For me personally, the 1970s saw some of the greatest baseball this country has ever seen. Two teams will go down in the pantheon of teams as some of the greatest of all-time. A rivalry born in the Bronx and Brooklyn is reborn in LA. Free agency began, Astro-Turf ruled, and some of the greatest October nights ever seen were witnessed by the world. For after this decade, baseball began to fade from the nation’s conscience. It would no longer be the same as it ever was in a world with more than three TV channels. It’s as if baseball reached its peak in this decade.
Being born in the 1960s gives you a unique perspective on a lot of things. You are old enough to remember the Beatles, a black and white TV world, and a much simpler life. When 1970 started, the Beatles were breaking up, Nixon was President, we had just put a man on the moon, and I still dreamed of playing second base for either the Baltimore Orioles or the Chicago Cubs. Ten years later the world was a much different place. The US was in a funk, John Lennon would be assassinated, cable TV was being installed everywhere, President Carter had scolded the American public on TV for being in a “malaise” and cynical, and baseball players now were free to go to the highest bidder…but Astro-Turf was still there – in fact, it was almost everywhere.
As for the 1970s making a case to be “The Golden Age of Baseball”, it all starts with stars. In the 1980s, David Stern and the NBA began marketing the league around its stars: Magic, Larry, and Michael (notice I had only had to say one name). Baseball had stars out the wazoo in the 1970s: Pete Rose, Vida Blue, Jim Palmer, Brooks Robinson, Johnny Bench, Willie Stargell, and the star of all stars – Reggie Jackson. People forget before Michael Jordan won 6 titles in 8 years that Reggie Jackson won 5 World Series in 7 years.
What 1970s baseball also had were some great teams. The Baltimore Orioles began the decade by winning with pitching and defense. As a kid I wanted to play for either the Cubs or the Orioles. No one could play defense like Brooks Robinson and the Orioles would be the last team to have four twenty game winners on one staff in a season – let alone in the entire league for a season. The four man rotation was nearing its end. The A’s would win three championships in a row. The Reds and Yankees both would win back to back while the Pirates would bookend their series victories in ’71 and ’79.
Rollie Fingers and writer Jerome Holtzman reshaped the game with the save. Rollie did so on the mound for the A’s while Jerome did so with his typewriter by creating the save statistic (which in my mind is the most over-rated stat in all of sports) . Henry Aaron broke Babe Ruth’s all time career home run mark and then soon called it a day a couple years later. I got to see Willie Mays in his last season play on a hot summer night in Busch Stadium.

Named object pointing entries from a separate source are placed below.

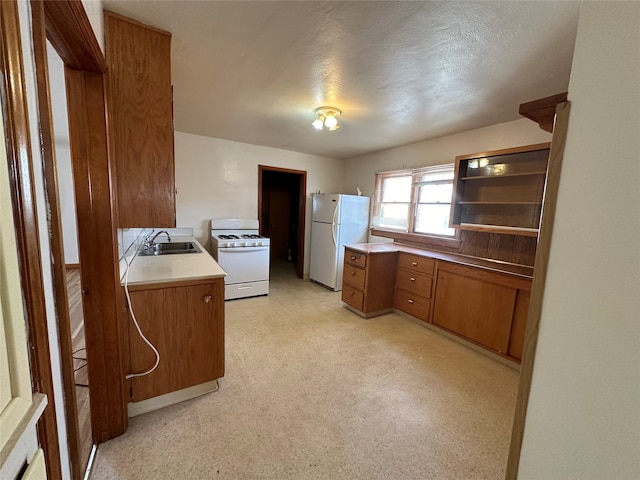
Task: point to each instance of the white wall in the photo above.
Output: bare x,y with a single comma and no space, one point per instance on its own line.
219,179
66,192
96,18
43,232
583,420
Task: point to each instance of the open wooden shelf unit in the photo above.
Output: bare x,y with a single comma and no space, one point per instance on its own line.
500,191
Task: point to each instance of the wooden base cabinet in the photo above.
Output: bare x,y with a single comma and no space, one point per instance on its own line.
368,281
186,325
414,281
485,307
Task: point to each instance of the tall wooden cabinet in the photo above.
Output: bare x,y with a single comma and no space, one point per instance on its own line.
186,325
141,122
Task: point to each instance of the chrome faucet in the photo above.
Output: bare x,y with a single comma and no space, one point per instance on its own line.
150,241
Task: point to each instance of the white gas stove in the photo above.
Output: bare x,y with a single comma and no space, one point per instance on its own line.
243,253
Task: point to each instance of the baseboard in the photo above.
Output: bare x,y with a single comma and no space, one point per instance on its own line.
155,403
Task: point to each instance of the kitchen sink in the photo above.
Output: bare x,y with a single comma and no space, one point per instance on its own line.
169,248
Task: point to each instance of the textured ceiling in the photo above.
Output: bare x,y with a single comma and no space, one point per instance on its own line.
401,71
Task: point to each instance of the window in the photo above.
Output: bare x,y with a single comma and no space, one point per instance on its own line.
415,201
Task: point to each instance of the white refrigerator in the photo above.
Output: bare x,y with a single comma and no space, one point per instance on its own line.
337,220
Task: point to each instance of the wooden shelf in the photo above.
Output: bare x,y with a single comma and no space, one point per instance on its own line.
506,194
478,227
500,203
507,175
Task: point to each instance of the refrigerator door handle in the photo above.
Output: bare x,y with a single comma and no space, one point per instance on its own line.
333,234
333,227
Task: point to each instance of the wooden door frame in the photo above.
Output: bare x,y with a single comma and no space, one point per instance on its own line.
302,208
23,198
67,26
70,33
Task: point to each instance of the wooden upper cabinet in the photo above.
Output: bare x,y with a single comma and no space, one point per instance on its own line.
500,191
141,122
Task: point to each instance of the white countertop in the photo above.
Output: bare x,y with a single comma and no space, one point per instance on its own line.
173,267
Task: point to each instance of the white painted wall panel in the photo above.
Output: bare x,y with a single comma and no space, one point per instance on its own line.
583,420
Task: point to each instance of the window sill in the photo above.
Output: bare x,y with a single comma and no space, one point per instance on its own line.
415,238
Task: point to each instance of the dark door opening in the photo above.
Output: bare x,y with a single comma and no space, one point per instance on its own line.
281,210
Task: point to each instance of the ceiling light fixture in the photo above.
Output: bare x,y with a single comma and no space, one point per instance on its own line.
327,118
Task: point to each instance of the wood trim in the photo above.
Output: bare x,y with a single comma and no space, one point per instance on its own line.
75,42
416,238
71,34
98,251
543,110
19,156
504,151
108,13
537,290
55,228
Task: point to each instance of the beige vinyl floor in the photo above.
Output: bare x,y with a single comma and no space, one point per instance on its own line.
312,391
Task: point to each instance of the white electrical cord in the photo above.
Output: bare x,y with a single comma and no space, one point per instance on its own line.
135,322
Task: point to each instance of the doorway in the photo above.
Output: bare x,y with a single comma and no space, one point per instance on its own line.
67,204
281,210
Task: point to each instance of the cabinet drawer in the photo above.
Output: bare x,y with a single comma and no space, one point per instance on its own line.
354,277
355,258
414,282
416,263
412,304
353,297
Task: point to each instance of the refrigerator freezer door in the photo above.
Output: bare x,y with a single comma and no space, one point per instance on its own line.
324,254
326,208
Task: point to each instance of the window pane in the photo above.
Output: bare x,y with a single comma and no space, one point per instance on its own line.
393,215
396,189
438,193
433,219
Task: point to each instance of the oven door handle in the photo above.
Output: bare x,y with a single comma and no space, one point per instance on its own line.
243,249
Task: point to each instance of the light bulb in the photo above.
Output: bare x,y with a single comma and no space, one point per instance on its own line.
331,121
317,123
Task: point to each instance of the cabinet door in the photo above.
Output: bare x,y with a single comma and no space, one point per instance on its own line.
476,309
200,320
154,312
186,325
141,122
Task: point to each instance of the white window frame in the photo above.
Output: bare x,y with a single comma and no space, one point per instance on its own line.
409,233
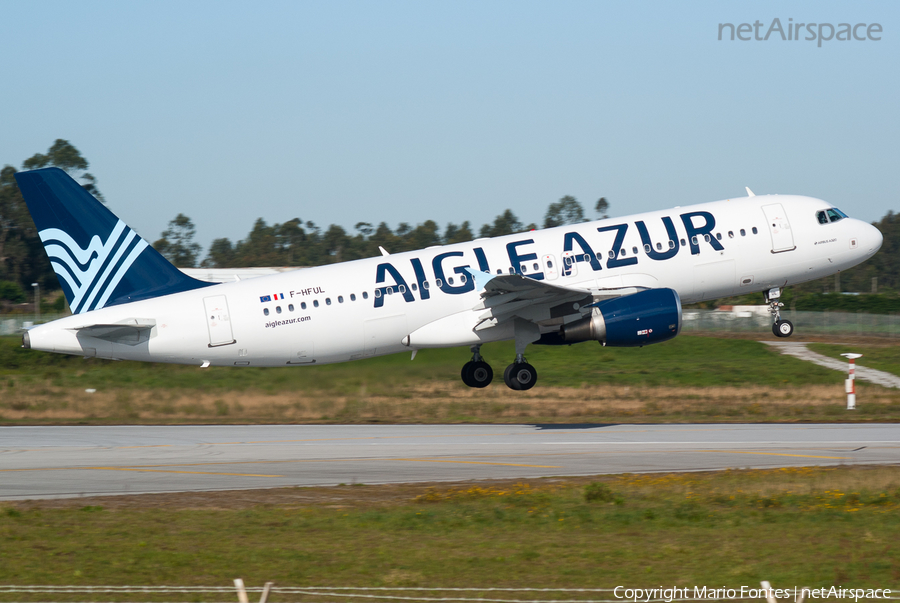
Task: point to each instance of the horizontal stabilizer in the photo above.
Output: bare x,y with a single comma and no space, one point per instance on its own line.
133,332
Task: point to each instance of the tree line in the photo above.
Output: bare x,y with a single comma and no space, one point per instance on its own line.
303,243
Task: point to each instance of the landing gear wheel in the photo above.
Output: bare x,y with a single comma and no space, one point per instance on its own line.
477,374
466,374
520,376
783,328
481,374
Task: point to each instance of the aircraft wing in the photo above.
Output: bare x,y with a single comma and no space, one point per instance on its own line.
509,296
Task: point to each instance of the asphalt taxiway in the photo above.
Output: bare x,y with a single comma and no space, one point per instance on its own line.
50,462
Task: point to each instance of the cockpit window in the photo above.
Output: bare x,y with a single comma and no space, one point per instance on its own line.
835,214
830,215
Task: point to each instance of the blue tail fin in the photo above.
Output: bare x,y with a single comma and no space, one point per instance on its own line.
98,259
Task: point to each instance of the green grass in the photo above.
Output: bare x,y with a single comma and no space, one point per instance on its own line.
883,358
692,379
694,361
789,526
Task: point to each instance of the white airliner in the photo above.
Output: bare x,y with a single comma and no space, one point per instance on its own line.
618,281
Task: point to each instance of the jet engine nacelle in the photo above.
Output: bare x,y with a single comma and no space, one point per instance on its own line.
650,316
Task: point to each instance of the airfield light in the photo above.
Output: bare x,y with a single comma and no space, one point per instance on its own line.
850,383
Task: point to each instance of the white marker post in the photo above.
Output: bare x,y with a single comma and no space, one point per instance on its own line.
850,383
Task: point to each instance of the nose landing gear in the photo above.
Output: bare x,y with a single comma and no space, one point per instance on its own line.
781,328
477,372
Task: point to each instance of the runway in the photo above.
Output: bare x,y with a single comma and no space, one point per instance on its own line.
51,462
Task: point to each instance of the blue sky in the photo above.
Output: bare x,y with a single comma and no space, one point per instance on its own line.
340,112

If baseball was anything in the 1970s, it was a sport of extremes. A team’s offense depended on either speed or power. There was little in between. The playing surface dictated it. Astro-Turf began in the 60s in Houston and by the end of the 70s, half the teams in the National League had it.
Free agency had its roots with Curt Flood in the 1960s and it was fully born with Andy Messersmith in the 1970s. And in 1976, he became the first true free agent. The game would never be the same. Players would no longer play their entire careers for one team. They were now independent commodities in the business that had become baseball. In fact, having won three rings, A’s owner Charlie Finley began selling his players for money – some successfully, some not.
An argument can be made that what made the 1970s a “golden age” in the seventies would destroy it in the 1980s. The DH created two different brands of baseball. Astro-Turf created careers for the speedy and ground ball hitters while destroying the knees of so many others including the freak of an athlete, Andre Dawson.
In the end, the decade that had created such excitement destroyed the game. But what is undeniable were its stars and its teams. The 72-74 A’s were the greatest team I have ever seen. They had it all – the pitching of Vida Blue and Catfish Hunter, Reggie, the wizardry of Bert Campeneris, Joe Rudi, the man from nowhere, Gene Tenace, and former and future Cubs, Ken Holtzman and Manny Trillo. One could make the case for the Big Red Machine of 1975 and 1976, but I would probably rank them third behind the 27 Yankees and the 1972 A’s. The Reds’ pitching was just not that great. Don’t get me wrong – I loved Johnny Bench (the greatest catcher of all time), Tony Perez (somebody had to drive Joe and Pete in), and a man who should be in the hall despite all of Joe Morgan’s objections – Dave Concepcion.
Here’s the kicker for why this decade is the golden age. Despite Astro-Turf, cookie cooker stadiums, the DH, and free agency, its all about the players and the product on the field. Despte when, what on, and where it was it played, the players and teams of the 1970s were some of the greatest of all time.